Wells Fargo (WFC  ) seems to be cleaning up its act after the announcement of fake bank accounts made.

On Tuesday, March 7th, Wells Fargo, an American bank headquartered in California, released that they are firing executive managers across regional branches. This comes in light of the news scandal. Back in September 2016, Wells Fargo had announced that about 2 million fake accounts were made by Wells Fargo employees. This caused a rift in the consumer relationship of Wells Fargo customers. Unknowingly strapped to a fake account, customers would be charged with overdraft fees for their original accounts because of the money stolen from it. Wells Fargo employees transferred funds from existing accounts into these new ones, costing customers hundreds of thousands dollars while making Wells Fargo reach its annual sale targets. Interestingly, the suspicious practice has been occurring since 2011. The severity of the practice is troubling as much enthralling. But what is the true source of the desire for sales bonuses?

The answer is not surprising at all. The desire to meet sales quotas comes from the excruciating pressure placed upon Wells Fargo employees. Due to the quotas set on individual employees, the same employees would attempt to create more accounts to indicate the increase in sales. These fake accounts led to a trail of suspicious hints, such as fake PIN password numbers and fabricated email addresses. U.S Senator Elizabeth Warren commented on the terrible business practices under the former Wells Fargo CEO John Stumpf, stating that he "squeezed [his] employees to the breaking point so they would cheat customers and [he] could drive up the value of...stock and put hundreds of millions of dollars in [his] own pocket." She continued to expose the injustice of the practice in a direct statement to John Stumpf, with the scathing words, "And when it all blew up, you kept your job, you kept your multi-multi-million-dollar bonuses, and you went on television to blame thousands of $12-an-hour employees who were just trying to meet a cross-sell quota that made you rich."

 

John Stumpf, the Wells Fargo CEO of 34 years, retired swiftly in October 2016 after being questioned about the counterfeit accounts. 

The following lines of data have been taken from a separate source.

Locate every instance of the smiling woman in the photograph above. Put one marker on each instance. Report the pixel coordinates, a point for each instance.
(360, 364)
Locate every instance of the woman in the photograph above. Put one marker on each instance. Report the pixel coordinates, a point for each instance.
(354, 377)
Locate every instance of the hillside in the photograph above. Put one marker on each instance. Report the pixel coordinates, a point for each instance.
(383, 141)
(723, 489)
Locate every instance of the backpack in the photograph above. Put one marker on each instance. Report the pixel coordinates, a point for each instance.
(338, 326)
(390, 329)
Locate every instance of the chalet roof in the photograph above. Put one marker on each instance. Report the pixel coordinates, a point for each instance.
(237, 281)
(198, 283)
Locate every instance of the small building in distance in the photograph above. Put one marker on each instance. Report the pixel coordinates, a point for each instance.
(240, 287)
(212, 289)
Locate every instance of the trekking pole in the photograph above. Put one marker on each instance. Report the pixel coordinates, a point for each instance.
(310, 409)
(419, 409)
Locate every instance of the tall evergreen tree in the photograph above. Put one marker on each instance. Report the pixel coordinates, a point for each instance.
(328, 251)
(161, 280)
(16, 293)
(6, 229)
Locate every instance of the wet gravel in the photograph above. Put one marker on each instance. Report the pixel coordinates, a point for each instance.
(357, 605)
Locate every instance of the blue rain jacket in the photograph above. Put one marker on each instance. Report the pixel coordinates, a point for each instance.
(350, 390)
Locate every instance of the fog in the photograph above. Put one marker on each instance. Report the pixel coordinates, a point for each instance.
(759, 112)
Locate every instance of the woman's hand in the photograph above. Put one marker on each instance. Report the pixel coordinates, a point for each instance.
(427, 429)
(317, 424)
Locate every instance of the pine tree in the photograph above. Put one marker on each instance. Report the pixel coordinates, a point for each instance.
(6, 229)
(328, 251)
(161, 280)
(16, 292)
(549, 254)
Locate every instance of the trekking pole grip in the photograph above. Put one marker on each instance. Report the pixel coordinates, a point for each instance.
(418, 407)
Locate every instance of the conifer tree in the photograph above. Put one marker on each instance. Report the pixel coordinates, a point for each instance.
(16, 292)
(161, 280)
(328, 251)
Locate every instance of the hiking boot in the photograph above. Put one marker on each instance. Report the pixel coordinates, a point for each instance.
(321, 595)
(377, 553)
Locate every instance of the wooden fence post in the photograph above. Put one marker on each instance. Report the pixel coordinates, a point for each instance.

It now makes sense for Wells Fargo to let go of executive managers due to the public disapproval of the dishonorable sales practices. Prior to the firing of the senior members of the bank, Wells Fargo had let go of about 5,300 employees over a five year period. Now, the new Wells Fargo senior executive Vice President Mary Mack is committed to rebuilding Wells Fargo from the bottom up, with a goal of fostering both the internal employee and external customer relationships. Mack confidently stated that they "have many steps to rebuild trust with customers and team members, but we have more work to do in our journey." Mack has delivered on her promise indeed, by restructuring the management core of Wells Fargo retail banks across the country. Recently, she's divided the Wells Fargo bank operative into two divisions under Lisa Stevens and Michelle Lee. 

But what does the future hold for the 164-year old bank? Following the scandal, Wells Fargo stock decreased dramatically. For now, it seems that Wells Fargo is making a slow stock increase along with the removal of crucial employees and the reassignment of the new Wells Fargo CEO, Timothy Sloan. But with the Mack's division of the retail bank operative, the return of Wells Fargo as a strong bank is a questionable future that only time will resolve.